For this reason, a special radio and link establishment procedure is used to cope with this behaviour .
It consists of receiving the CHANNEL REQUEST messages on outer BCCH frequency, and allocating the SDCCH channel
according to the MS estimated position. The IMMEDIATE ASSIGNMENT COMMAND for an SDCCH is sent on the outer cell
BCCH frequencies, but the SDCCH may be allocated in either inner or outer cell, depending on the MS position.
(1) The MS camping on the outer cell sends an access burst on the RACH on outer cell BCCH frequency. These bursts will
be received successfully in the inner cell by the BCCH TRE. In the outer cell, the access burst arrives too early and
cannot be decoded.
(2) The inner cell BCCH TRE sends a CHANNEL REQUIRED message to the BSC containing the random reference sent by
the mobile, the TDMA frame number when the message was sent over the air and the measured TOA.

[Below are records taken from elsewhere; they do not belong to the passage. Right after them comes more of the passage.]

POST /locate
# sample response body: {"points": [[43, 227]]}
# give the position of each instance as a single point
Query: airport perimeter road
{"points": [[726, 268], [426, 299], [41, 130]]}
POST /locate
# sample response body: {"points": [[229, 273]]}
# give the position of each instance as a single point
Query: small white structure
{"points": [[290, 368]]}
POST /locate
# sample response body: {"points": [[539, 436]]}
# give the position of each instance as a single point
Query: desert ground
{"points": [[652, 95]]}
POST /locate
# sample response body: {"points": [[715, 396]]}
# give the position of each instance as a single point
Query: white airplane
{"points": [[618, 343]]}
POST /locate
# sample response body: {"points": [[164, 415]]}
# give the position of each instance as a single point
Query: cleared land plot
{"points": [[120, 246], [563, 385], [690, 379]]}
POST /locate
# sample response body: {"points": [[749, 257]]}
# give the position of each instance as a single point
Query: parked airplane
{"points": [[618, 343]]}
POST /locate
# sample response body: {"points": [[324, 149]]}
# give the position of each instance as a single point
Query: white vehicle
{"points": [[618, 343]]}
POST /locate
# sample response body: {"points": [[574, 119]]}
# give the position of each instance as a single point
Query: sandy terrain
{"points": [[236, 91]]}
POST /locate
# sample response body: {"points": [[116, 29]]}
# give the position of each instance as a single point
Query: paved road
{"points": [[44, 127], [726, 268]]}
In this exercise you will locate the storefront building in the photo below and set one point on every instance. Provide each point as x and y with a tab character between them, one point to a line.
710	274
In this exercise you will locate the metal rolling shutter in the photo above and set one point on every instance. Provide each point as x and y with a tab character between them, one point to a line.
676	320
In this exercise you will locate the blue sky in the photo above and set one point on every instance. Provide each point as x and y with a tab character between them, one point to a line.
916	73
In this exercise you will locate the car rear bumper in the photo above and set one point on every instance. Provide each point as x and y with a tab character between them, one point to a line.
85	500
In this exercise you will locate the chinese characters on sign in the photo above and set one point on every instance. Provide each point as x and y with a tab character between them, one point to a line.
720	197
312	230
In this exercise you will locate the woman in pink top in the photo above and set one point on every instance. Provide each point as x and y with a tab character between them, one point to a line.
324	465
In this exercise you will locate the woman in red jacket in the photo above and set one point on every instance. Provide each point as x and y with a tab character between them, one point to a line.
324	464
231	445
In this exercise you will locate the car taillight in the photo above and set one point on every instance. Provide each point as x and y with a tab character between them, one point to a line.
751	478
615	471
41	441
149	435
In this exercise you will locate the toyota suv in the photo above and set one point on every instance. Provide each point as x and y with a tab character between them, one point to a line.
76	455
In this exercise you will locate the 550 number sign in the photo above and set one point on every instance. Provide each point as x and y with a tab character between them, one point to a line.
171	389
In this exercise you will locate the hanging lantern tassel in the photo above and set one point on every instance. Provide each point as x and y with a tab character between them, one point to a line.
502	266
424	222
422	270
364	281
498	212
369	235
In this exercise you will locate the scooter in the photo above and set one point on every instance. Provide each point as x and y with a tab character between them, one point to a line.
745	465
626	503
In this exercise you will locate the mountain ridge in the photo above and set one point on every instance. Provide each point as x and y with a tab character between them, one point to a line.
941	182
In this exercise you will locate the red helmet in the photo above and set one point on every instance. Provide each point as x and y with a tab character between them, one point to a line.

(3) The TCU controlling this TRE allocates an SDCCH subchannel to the transaction in the inner cell and asks the BTS to
activate this subchannel.
(4) The BTS activates the requested channel and sends back and acknowledgement, once this is done.
(5) The TCU sends the IMMEDIATE ASSIGNMENT COMMAND (which provides the description of the allocated SDCCH) to
the BCCH TRE of the inner cell.
The TCU controlling the inner cell BCCH sends a copy of the message to the TCU handling the BCCH of the outer cell.
This is done if and only if the timing advance IE included in the CHANNEL REQUIRED is smaller than 60, thus indicating
that the MS is strictly in the inner cell (in order to avoid that the MS receives two Immediate Assignment messages when
located in the overlap zone).
The TCU controlling the outer cell BCCH forwards the IMMEDIATE ASSIGNMENT COMMAND to the outer cell BCCH TRE.
(6) The IMMEDIATE ASSIGNMENT message is sent over the air to the MS on the AGCH of the outer cell.
(6') The IMMEDIATE ASSIGNMENT message sent by the inner cell is lost, because the MS listens to the outer cell
frequency.
(7) The mobile switches its transceiver to the SDCCH allocated in the inner cell and sends repeatedly an SABM frame to
establish the layer 2 connection with the BTS.
(8) The BTS acknowledges the establishment of the LapDm link to the MS with a UA frame sent on the SDCCH allocated
to the MS.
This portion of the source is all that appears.